Comme Suimei s'apprêtait à lui tendre le gâteau,
« Ce, ce n'est pas ça ! C'est… celui-là. »
« …… ? »
« Moi aussi, je veux qu'on me fasse "aahn". »
« Nan mais pourquoi ça en arrive là ? »
« Y a pas de pourquoi. Hatsumi-jou. Hatsumi-jou aussi, si on ne lui fait pas "aahn", elle trouvera ça inégal, non ? »
« Po, pourquoi vous me mettez dedans !? »
« C'est l'occasion. Je n'ai pas l'intention de perdre du temps en議论 stériles. Hatsumi-jou dit qu'elle n'a pas besoin qu'on lui fasse "aahn", c'est ça ? »
« Je, je n'ai pas dit ça ! Suimei, fais-moi "aahn" à moi aussi ! »
« ………… Bon, ben si c'est comme ça, je le fais, alors arrêtez de vous battre. »
Submergé par leur élan, Suimei céda. Pour une raison obscure, il était décidé qu'il leur donnerait à manger à la bouche.

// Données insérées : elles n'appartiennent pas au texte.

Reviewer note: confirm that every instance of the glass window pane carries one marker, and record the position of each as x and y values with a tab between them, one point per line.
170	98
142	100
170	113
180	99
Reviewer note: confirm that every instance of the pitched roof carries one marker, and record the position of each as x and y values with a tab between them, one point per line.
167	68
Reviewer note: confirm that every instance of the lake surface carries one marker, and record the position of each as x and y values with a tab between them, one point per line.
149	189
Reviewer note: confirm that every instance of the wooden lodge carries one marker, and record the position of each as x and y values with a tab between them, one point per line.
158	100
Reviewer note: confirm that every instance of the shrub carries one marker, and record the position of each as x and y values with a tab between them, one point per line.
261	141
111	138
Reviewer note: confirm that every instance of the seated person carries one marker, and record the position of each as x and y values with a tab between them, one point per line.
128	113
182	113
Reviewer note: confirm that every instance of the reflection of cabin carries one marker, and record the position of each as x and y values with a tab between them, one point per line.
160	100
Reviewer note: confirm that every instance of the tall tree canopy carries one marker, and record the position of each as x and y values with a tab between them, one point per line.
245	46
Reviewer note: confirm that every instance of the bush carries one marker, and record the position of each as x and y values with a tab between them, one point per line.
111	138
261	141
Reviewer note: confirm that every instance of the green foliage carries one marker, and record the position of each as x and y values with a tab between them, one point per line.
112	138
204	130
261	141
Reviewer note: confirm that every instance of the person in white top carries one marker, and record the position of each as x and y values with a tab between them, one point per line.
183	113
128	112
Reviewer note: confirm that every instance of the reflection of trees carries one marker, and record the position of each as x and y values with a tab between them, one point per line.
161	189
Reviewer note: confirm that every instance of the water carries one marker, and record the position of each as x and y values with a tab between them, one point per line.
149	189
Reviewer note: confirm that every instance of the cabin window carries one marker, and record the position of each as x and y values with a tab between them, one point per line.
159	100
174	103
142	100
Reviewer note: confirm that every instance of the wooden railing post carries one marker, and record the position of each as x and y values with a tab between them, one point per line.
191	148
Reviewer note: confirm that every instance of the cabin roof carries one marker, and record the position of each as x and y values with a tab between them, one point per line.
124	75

Au milieu de tout cela, Haidemarī murmura :
« … Suimei-kun, tu fais ce genre de trucs. »
« Dis pas ça comme si c'était habituel. C'est la première… fois… ? »

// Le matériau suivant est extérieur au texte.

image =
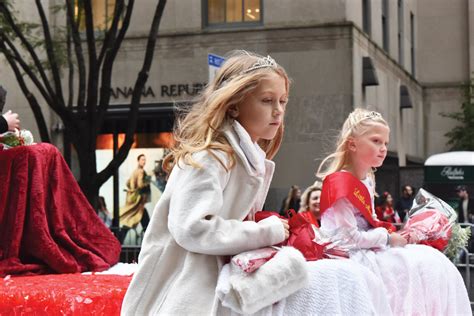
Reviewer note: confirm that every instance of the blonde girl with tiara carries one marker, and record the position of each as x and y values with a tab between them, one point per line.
417	279
220	175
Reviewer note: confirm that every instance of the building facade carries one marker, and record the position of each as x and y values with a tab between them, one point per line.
403	58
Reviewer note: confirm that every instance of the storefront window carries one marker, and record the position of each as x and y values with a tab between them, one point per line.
103	14
233	12
141	181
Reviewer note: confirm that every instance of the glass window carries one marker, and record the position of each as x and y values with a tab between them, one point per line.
233	12
366	16
385	25
103	13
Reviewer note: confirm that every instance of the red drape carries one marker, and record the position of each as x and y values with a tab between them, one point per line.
46	223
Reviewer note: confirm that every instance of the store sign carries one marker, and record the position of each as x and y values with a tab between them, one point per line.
171	90
177	90
126	92
458	174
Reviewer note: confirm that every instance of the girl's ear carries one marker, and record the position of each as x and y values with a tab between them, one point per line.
351	144
233	112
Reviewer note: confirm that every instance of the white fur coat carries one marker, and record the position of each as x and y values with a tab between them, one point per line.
196	223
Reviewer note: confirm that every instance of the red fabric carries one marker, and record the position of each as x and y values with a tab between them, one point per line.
430	224
301	234
63	294
344	185
309	216
46	223
388	213
302	237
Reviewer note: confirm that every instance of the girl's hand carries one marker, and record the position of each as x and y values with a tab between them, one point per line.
397	240
286	227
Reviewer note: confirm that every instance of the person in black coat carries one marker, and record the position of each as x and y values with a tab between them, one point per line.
466	205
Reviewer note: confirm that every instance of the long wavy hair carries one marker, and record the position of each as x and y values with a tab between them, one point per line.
199	127
357	123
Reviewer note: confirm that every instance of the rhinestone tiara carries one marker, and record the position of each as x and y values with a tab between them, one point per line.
372	114
262	62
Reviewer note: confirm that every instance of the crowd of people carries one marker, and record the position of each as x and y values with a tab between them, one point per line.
220	171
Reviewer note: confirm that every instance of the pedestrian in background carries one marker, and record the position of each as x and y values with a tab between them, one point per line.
405	202
292	201
465	206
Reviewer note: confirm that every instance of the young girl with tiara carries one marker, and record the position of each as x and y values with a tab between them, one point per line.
417	279
220	177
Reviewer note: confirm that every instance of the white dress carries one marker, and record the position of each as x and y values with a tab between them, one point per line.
416	279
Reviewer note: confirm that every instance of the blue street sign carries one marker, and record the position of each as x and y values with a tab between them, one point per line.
215	60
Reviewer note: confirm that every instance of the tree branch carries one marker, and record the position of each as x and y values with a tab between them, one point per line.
93	69
110	34
35	107
108	65
137	91
76	37
50	53
29	48
26	68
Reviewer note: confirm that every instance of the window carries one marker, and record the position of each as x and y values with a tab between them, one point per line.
103	13
400	32
232	12
412	43
366	12
385	39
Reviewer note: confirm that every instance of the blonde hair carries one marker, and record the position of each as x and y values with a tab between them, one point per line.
304	204
357	123
200	126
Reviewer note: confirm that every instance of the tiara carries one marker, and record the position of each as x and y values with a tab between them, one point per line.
262	62
372	114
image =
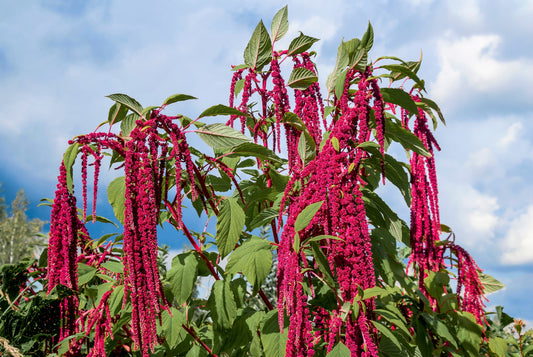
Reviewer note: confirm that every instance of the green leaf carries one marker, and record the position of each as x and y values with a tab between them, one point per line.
220	109
254	259
307	214
263	218
468	333
172	326
182	276
254	150
128	124
405	71
498	346
301	44
340	350
342	61
68	160
222	304
399	97
230	223
407	139
220	136
280	24
117	112
258	52
274	342
301	78
127	101
116	197
177	98
367	41
490	284
113	266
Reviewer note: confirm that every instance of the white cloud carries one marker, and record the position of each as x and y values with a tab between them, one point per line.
470	67
518	242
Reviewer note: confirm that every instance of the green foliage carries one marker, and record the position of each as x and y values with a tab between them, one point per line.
242	184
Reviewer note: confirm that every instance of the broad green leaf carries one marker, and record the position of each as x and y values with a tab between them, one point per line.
263	218
222	304
128	124
498	346
385	330
342	61
182	276
280	24
85	273
367	41
117	112
340	350
301	78
128	101
68	160
490	284
468	333
254	259
254	150
399	97
274	342
407	139
177	98
307	214
116	197
173	331
114	266
301	44
230	223
405	71
220	109
258	52
220	136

Peut-être que c'était la première fois. Ou peut-être pas.
« Hmm. Vous êtes proches, hein. »
« Ben, ouais. »
« …… »
Quand Suimei répondit, Haidemarī se tut soudain. Et, regardant par la fenêtre, elle continua de manger en silence.
Face à ce comportement inhabituel, Suimei inclina la tête et demanda :
« Marie, t'as pas l'air de mauvaise humeur, toi ? »
« Pas du tout. »
« …… ? »
Qu'est-ce qui lui prend ?
Suimei ne parvint pas à saisir la subtilité passagère de Haidemarī.